Pan Am ‘First Moon Flights’ Club
Between 1968 and 1971, Pan American World Airways issued over 93,000 “First Moon Flights” Club cards to people eager to reserve a seat on the first commercial flight to the Moon. The cards were free. I was a proud member.
The idea for the club originated with a waiting list that reportedly began in 1964, when Austrian journalist Gerhard Pistor asked a travel agency in Vienna to book him a flight to the Moon. The agency forwarded his request to Pan Am, which accepted the reservation two weeks later and replied that the first flight was expected to depart in the year 2000.
On July 20, 1969, Neil Armstrong became the first human to set foot on the Moon.

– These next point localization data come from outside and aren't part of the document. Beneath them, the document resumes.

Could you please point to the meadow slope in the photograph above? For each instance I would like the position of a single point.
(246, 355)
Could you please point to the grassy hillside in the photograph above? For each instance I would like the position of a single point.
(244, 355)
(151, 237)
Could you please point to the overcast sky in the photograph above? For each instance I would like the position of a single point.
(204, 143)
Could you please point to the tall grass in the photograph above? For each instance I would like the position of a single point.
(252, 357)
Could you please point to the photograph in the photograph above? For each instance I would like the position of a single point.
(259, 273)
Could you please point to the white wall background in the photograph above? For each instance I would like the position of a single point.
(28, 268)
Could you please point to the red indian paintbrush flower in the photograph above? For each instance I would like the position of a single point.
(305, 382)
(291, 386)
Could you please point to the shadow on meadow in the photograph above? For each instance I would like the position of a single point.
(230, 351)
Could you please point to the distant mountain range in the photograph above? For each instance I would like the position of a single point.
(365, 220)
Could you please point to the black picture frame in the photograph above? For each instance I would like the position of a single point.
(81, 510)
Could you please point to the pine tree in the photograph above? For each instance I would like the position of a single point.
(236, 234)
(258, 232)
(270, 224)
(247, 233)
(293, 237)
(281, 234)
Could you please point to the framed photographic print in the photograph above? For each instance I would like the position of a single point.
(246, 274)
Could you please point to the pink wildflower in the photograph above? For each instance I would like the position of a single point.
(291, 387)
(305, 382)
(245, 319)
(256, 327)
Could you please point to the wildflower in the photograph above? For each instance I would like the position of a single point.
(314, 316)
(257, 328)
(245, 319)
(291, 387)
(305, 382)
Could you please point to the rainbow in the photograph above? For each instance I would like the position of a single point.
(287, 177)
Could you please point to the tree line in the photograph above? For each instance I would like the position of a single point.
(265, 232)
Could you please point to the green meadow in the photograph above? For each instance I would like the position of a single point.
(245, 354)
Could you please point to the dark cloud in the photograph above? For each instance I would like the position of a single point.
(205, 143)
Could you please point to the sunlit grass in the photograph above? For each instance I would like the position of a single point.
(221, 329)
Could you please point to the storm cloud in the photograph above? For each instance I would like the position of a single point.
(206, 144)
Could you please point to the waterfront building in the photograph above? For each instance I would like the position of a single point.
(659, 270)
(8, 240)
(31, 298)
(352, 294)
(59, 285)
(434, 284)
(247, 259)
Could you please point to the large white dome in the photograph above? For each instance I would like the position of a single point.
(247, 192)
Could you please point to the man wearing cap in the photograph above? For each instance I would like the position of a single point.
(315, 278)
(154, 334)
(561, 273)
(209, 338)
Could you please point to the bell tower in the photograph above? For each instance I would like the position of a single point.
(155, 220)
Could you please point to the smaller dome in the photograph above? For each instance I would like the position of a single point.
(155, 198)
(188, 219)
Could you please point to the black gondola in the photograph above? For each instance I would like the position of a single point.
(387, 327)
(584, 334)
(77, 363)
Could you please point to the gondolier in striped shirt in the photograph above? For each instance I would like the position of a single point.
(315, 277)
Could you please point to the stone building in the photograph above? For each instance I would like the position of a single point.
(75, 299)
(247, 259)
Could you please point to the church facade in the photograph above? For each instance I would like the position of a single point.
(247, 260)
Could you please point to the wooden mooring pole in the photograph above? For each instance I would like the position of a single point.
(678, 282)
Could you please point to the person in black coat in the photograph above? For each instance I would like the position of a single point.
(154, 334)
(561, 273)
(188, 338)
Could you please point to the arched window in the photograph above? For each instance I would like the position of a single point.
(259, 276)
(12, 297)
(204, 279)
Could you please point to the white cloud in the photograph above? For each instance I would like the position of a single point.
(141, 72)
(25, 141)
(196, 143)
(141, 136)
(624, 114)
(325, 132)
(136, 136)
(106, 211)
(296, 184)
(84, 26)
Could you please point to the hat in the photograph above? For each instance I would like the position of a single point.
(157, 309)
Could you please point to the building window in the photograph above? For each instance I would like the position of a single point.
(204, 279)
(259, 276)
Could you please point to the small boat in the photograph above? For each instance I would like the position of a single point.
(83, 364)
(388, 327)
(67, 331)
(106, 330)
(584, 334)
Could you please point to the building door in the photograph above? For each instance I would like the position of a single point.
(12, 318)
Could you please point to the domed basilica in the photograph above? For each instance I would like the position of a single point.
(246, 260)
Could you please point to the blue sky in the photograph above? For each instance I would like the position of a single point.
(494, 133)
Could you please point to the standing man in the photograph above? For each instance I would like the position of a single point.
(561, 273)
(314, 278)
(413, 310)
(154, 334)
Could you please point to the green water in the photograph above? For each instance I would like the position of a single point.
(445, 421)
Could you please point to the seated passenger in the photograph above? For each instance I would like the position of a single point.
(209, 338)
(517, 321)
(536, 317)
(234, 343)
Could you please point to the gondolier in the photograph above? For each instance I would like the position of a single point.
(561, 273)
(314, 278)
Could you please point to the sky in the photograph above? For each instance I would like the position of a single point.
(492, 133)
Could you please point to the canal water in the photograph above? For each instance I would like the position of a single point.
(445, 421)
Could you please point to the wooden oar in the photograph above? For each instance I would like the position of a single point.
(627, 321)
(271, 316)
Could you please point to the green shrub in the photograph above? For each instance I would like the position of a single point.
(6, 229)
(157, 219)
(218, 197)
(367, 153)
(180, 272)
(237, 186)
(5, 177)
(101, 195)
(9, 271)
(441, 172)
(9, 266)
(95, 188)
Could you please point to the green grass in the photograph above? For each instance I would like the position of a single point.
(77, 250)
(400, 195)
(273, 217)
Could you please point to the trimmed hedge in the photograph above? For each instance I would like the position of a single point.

Just weeks later, on September 9, 1969, the U.S. Postal Service issued a 10-cent postage stamp depicting an astronaut walking on the Moon’s surface. Called the “First Man on the Moon” stamp, it was the largest U.S. stamp issued up to that time. According to the National Postal Museum, it was made from the same master die the astronauts had taken with them to the Moon.
Pan Am sent members of the “First Moon Flights” Club a “First Day of Issue” envelope featuring the stamp. I was thrilled to receive mine and have kept it all these years. I now doubt I’ll ever make it to the Moon — but it was an exciting thought while it lasted.
Sadly, Pan Am didn’t survive. It declared bankruptcy in 1991.